You can refer to the CLI Reference for available startup flags.

Check if the startup logs are normal:

docker logs -f gpustack

If the logs are normal, open http://your_host_ip in the browser to access the GPUStack UI. Log in to GPUStack with username admin and the default password. You can run the following command to get the password for the default setup:

docker exec -it gpustack cat /var/lib/gpustack/initial_admin_password

(Optional) Add Worker

You can add more GPU nodes to GPUStack to form a GPU cluster. You need to add workers on other GPU nodes and specify the --server-url and --token parameters to join GPUStack.

To get the token used for adding workers, run the following command on the GPUStack server node:

docker exec -it gpustack cat /var/lib/gpustack/token

To start GPUStack as a worker, and register it with the GPUStack server, run the following command on the worker node.
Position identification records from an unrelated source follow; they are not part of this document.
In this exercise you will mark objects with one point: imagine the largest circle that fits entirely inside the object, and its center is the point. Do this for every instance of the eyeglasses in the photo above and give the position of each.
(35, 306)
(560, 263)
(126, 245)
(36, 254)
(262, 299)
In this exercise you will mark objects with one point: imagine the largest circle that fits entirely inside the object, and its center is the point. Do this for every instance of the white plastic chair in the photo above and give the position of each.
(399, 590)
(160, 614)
Be sure to replace the URL, token and node IP with your specific values:

docker run -d --name gpustack \
    --restart=unless-stopped \
    --network=host \
    --ipc=host \
    -v gpustack-data:/var/lib/gpustack \
    gpustack/gpustack:latest-musa \
    --server-url http://your_gpustack_url --token your_gpustack_token --worker-ip your_worker_host_ip
docker run -d --name gpustack \
    --restart=unless-stopped \
    -p 10150:10150 \
    -p 40064-40131:40064-40131 \
    --ipc=host \
    -v gpustack-data:/var/lib/gpustack \
    gpustack/gpustack:latest-musa \
    --server-url http://your_gpustack_url --token your_gpustack_token --worker-ip your_worker_host_ip

Note

  1. Heterogeneous cluster is supported. No matter what type of device it is, you can add it to the current GPUStack as a worker by specifying the --server-url and --token parameters.
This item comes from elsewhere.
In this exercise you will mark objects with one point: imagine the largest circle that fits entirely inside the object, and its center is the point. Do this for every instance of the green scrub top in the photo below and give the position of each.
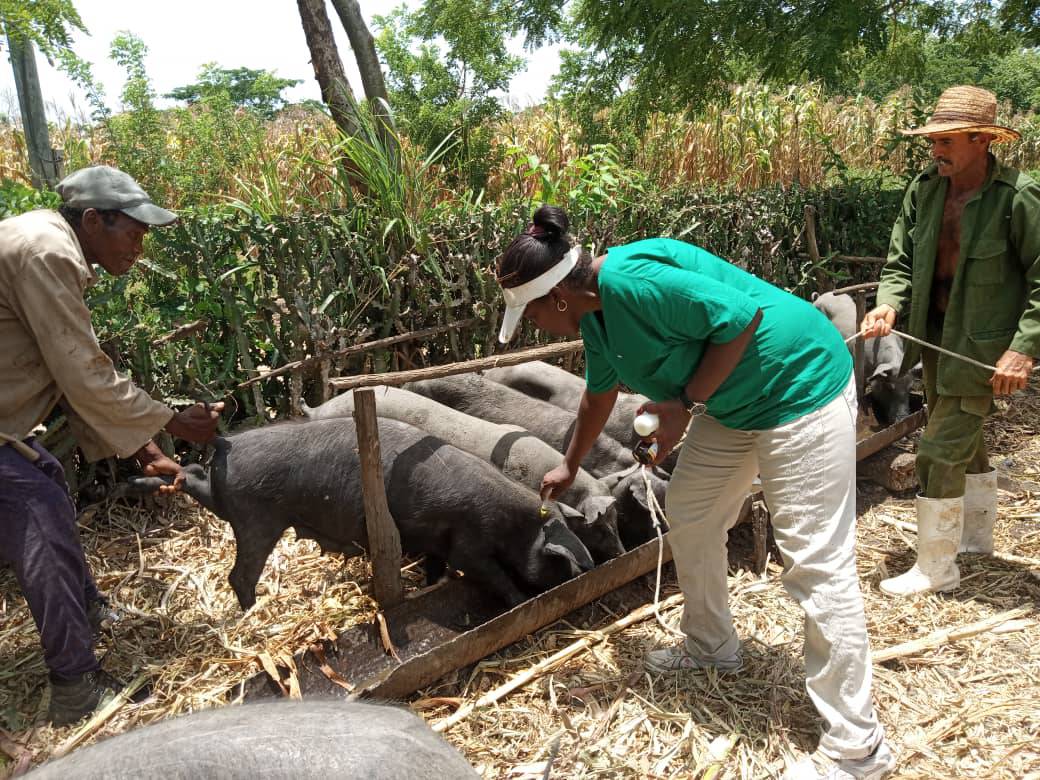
(665, 301)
  2. You can set additional flags for the gpustack start command by appending them to the docker run command. For configuration details, please refer to the CLI Reference.
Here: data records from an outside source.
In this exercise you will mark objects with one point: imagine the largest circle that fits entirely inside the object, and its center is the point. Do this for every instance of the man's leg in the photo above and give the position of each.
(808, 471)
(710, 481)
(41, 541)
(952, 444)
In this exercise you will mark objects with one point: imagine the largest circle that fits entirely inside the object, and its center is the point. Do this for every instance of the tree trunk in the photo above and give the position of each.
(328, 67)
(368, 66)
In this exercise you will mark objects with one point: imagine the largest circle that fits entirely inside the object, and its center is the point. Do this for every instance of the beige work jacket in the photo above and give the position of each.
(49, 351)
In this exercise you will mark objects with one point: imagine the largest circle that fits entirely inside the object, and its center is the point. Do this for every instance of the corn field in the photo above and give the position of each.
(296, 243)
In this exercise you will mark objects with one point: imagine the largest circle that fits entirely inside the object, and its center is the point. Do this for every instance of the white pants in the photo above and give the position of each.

  3. The -p 40064-40131:40064-40131 flag is used to ensure connectivity for distributed inference across workers. For more details, please refer to the Port Requirements. You can omit this flag if you don't need distributed inference across workers.

Installation Script

Prerequites

Run GPUStack

GPUStack provides a script to install it as a service with default port 80.

curl -sfL https://get.gpustack.ai | sh -s -

To configure additional environment variables and startup flags when running the script, refer to the Installation Script.

After installed, ensure that the GPUStack startup logs are normal:

tail -200f /var/log/gpustack.log

If the startup logs are normal, open http://your_host_ip in the browser to access the GPUStack UI. Log in to GPUStack with username admin and the default password. You can run the following command to get the password for the default setup:

cat /var/lib/gpustack/initial_admin_password

If you specify the --data-dir parameter to set the data directory, the initial_admin_password file will be located in the specified directory.

(Optional) Add Worker

To add workers to the GPUStack cluster, you need to specify the server URL and authentication token when installing GPUStack on the workers.

To get the token used for adding workers, run the following command on the GPUStack server node:

cat /var/lib/gpustack/token

If you specify the --data-dir parameter to set the data directory, the token file will be located in the specified directory.

To install GPUStack and start it as a worker, and register it with the GPUStack server, run the following command on the worker node. Be sure to replace the URL and token with your specific values:

curl -sfL https://get.gpustack.ai | sh -s - --server-url http://your_gpustack_url --token your_gpustack_token

After installed, ensure that the GPUStack startup logs are normal:

tail -200f /var/log/gpustack.log